On Mon, 18 Aug 2014, Preeti U Murthy wrote:
On 08/18/2014 09:24 PM, Nicolas Pitre wrote:
On Mon, 11 Aug 2014, Preeti U Murthy wrote:
The goal of the power aware scheduling design is to integrate all policy, metrics and averaging into the scheduler. Today the cpu power management is fragmented and hence inconsistent.
As a first step towards this integration, rid the cpuidle state management of the governors. Retain only the cpuidle driver in the cpu idle susbsystem which acts as an interface between the scheduler and low level platform specific cpuidle drivers. For all decision making around selection of idle states,the cpuidle driver falls back to the scheduler.
The current algorithm for idle state selection is the same as the logic used by the menu governor. However going ahead the heuristics will be tuned and improved upon with metrics better known to the scheduler.
I'd strongly suggest a different approach here. Instead of copying the menu governor code and tweaking it afterwards, it would be cleaner to literally start from scratch with a new governor. Said new governor would grow inside the scheduler with more design freedom instead of being strapped on the side.
By copying existing code, the chance for cruft to remain for a long time is close to 100%. We already have one copy of it, let's keep it working and start afresh instead.
By starting clean it is way easier to explain and justify additions to a new design than convincing ourselves about the removal of no longer needed pieces from a legacy design.
Ok. The reason I did it this way was that I did not find anything grossly wrong in the current cpuidle governor algorithm. Of course this can be improved but I did not see strong reasons to completely wipe it away. I see good scope to improve upon the existing algorithm with additional knowledge of *the idle states being mapped to scheduling domains*. This will in itself give us a better algorithm and does not mandate significant changes from the current algorithm. So I really don't see why we need to start from scratch.
Sure the current algorithm can be improved. But it has its limitations by design. And simply making it more topology aware wouldn't justify moving it into the scheduler.
What we're contemplating is something completely integrated with the scheduler where cpuidle and cpufreq (and eventually thermal management) together are part of the same "governor" to provide global decisions on all fronts.

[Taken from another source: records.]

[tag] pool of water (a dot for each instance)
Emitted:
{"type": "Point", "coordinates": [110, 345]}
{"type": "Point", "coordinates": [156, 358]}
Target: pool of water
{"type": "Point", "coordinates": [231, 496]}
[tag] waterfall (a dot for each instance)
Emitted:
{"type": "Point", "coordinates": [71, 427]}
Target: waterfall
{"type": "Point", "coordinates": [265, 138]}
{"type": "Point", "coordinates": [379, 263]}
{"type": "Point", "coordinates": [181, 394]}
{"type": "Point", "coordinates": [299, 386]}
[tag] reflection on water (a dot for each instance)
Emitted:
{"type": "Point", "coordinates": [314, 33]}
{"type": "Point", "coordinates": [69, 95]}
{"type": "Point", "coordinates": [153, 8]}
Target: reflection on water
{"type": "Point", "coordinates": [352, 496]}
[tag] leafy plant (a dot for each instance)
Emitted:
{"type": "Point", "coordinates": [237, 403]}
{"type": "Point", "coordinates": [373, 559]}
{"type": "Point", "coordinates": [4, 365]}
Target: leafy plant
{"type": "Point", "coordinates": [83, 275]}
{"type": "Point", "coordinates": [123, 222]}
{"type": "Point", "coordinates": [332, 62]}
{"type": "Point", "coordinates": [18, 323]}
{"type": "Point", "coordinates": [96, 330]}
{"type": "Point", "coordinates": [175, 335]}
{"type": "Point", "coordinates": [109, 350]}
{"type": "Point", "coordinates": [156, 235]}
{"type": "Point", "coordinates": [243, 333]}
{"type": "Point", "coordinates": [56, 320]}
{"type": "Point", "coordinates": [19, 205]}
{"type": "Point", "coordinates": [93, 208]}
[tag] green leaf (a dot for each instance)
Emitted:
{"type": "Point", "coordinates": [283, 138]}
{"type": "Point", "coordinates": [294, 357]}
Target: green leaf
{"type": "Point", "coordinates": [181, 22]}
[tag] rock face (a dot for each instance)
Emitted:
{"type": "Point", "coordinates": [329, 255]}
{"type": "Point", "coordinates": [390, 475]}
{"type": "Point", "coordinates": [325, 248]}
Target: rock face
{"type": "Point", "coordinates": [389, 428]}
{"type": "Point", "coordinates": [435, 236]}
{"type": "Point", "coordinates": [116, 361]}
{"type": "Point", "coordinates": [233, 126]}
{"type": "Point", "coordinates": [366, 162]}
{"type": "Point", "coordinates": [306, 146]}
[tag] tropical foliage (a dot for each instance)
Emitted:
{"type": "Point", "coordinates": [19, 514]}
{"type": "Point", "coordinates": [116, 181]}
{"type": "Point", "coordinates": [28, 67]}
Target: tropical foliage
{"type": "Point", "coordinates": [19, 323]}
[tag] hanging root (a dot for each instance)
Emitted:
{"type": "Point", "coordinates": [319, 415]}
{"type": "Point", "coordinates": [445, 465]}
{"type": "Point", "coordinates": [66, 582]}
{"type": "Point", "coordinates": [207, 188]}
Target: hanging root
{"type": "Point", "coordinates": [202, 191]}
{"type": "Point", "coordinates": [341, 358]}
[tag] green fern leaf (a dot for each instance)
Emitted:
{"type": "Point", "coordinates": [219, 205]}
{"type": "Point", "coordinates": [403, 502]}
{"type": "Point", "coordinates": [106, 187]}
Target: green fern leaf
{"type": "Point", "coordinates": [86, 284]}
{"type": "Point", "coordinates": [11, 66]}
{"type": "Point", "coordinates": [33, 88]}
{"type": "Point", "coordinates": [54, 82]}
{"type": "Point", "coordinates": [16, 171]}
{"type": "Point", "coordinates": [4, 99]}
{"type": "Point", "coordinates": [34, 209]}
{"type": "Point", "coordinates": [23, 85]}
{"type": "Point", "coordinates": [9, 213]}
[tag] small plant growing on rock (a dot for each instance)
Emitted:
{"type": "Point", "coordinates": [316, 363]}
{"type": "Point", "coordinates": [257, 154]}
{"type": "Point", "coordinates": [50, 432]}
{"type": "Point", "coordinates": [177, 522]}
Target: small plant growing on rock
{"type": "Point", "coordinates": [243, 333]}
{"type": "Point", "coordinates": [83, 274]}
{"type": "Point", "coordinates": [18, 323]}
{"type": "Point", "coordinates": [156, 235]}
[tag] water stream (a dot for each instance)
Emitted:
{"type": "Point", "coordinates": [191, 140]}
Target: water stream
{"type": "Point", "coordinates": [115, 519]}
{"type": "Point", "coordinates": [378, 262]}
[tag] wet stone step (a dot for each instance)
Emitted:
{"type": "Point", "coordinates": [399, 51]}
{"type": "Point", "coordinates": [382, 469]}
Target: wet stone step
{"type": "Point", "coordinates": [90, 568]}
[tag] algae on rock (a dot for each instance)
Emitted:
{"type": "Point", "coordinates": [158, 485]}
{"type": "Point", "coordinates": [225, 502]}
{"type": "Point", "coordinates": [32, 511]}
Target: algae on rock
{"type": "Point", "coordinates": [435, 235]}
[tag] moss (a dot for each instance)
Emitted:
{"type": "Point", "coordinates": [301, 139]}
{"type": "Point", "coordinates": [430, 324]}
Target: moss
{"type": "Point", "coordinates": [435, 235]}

Not only should the next wake-up event be predicted, but also the anticipated system load, etc. The scheduler may know that a given CPU is unlikely to be used for a while and could call for the deepest C-state right away without waiting for the current menu heuristic to converge.
There is also Daniel's I/O latency tracking that could replace the menu governor latency guessing, the later based on heuristics that could be described as black magic.
And all this has to eventually be policed by a global performance/power concern that should weight C-states, P-states and task placement together and select the best combination (Morten's work).
Therefore the current menu algorithm won't do it. It simply wasn't designed for that.
We'll have the opportunity to discuss this further tomorrow anyway.
The primary issue that I found was that with the goal being power aware scheduler we must ensure that the possibility of a governor getting registered with cpuidle to choose idle states no longer will exist. The reason being there is just *one entity who will take this decision and there is no option about it*. This patch intends to bring the focus to this specific detail.
I think there is nothing wrong with having multiple governors being registered. We simply decide at runtime via sysfs which one has control over the low-level cpuidle drivers.
Nicolas